A funny thing happens when you apply long established baseball techniques to talented players.

You get baseball.

And that is what is happening with the Yankees, who are off to a phenomenal start; the kind of start that was needed to get the Yankees to believe in themselves and believe in baseball again.

This is not just about Juan Soto playing at the top of his talented game, although that is a big reason for the new look Yankees, who played such uninspired baseball in 2023. You could almost see the wheels turning last season as the Yankee hitters went through the over-analytical approach they were handed. The Yankees were the worst hitting club in the major leagues with a .227 average, again, the worst in the majors.

“The A’s hit .223”, you say.

Yes they did, but the Oakland A’s are nothing close to being a major league club. They are the St. Louis Browns reincarnated – but that is a Baseball or Bust for another day. The Browns existed from 1902 to 1953 in the American League and finished with only 11 winning seasons, they finished dead last 10 times. In 1954 they moved to Baltimore and became the Orioles.

We’re talking Yankees today.

The Yankees are doing something this year that I have been pleading with them to do in previous seasons.

Ditch the Nerd Ball and play baseball.

Oswaldo Cabrera #95 of the New York Yankees and Alex Verdugo #24 celebrate after the game against the Houston Astros at Minute Maid Park on March 31, 2024 in Houston, Texas. (Photo by Tim Warner/Getty Images)

Something as simple as actually having outfielders in the outfield as opposed to infielders playing the outfield, or journeymen outfielders who are in the last leg of their baseball journey playing the outfield makes a huge difference.

It’s a simple game, don’t make it difficult. In fact, it is so simple to comprehend it is hard to believe that the Yankees went in that other wayward direction.

The Yankees fully embraced ridiculous new wave philosophies such as “Hit Strikes Hard’’ to “Strikeouts Don’t Matter” to “Anybody Can Play Anywhere’’ and that doomed the Yankees last season. They also acted financially like Billy Beane’s A’s.
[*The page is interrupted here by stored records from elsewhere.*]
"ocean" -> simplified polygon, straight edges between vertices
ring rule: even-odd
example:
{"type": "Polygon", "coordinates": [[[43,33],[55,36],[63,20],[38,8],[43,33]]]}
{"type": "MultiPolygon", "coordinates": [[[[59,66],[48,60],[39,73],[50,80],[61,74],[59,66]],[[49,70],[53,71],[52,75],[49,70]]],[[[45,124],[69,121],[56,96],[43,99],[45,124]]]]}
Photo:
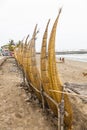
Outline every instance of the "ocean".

The Yankees need to pay some stars.

Their hitting approach this season, in one word is “professional.’’

As one longtime talent evaluator noted: “Amazing what quality major league hitting coaches can do. No more launch, lift and separate approaches.’’

The new/old way is paying dividends.

The Yankees, as another baseball person told me, so far understand that “the most important number is the score, and not their spin rates or their exit velos’’ or other data creeping into their approach at the plate.

I’d say Aaron Judge had some serious talks with Hal Steinbrenner about getting the Yankees back on a true baseball path and that is making all the difference.

You know what, more teams should try playing baseball.

Here is something else, the Yankees have done a really nice job of drafting up the middle talent especially like on Monday in Arizona against the Diamondbacks – a team that went to the World Series in 2023 – as the Yankees featured a lineup that had Austin Wells, a first-round pick in 2020, 28th overall, at catcher; Anthony Volpe, a first-round pick in 2019, 30th overall at shortstop and in centerfield Aaron Judge, a first-round pick in 2013, 32nd overall.

Anthony Volpe #11 and Austin Wells #88 of the New York Yankees talk before the Opening Day game against the Houston Astros at Minute Maid Park on March 28, 2024 in Houston, Texas. (Photo by New York Yankees/Getty Images)

Being strong up the middle has always been a key to success in baseball and three homegrown talents up the middle makes that even more satisfying; and the fact that Judge moved from right to center to help the team says a lot, too.

And yes, I understand this is not the Orioles young talent, but the Orioles had the benefit of top draft selections, including shortstop Jackson Holliday at No. 1 overall in 2022 and catcher Adley Rutschman No. 1 overall in 2019. Their game plan was pretty simple.

Let’s finish last so we can draft first.

The Orioles are a top team now and the Yankees are going to have to take care of business against them this year if they are to win the AL East. The rest of the division has slipped mightily.

The Red Sox, who were behemoths under the leadership of Larry Lucchino, a man I knew well beginning with the days when we were both in San Diego, who passed away Tuesday at the age of 78. Lucchino not only built winning teams – I used to joke with him that he was the Johnny Appleseed of Ballparks, having orchestrated the building of wonderful ballparks like Camden Yards and Petco Park and the innovative changes and renovations made to Fenway Park; and in the minor leagues there was JetBlue Park, the Red Sox spring training home in Fort Myers and Polar Park, the club’s AAA ballpark In Worcester, Massachusetts.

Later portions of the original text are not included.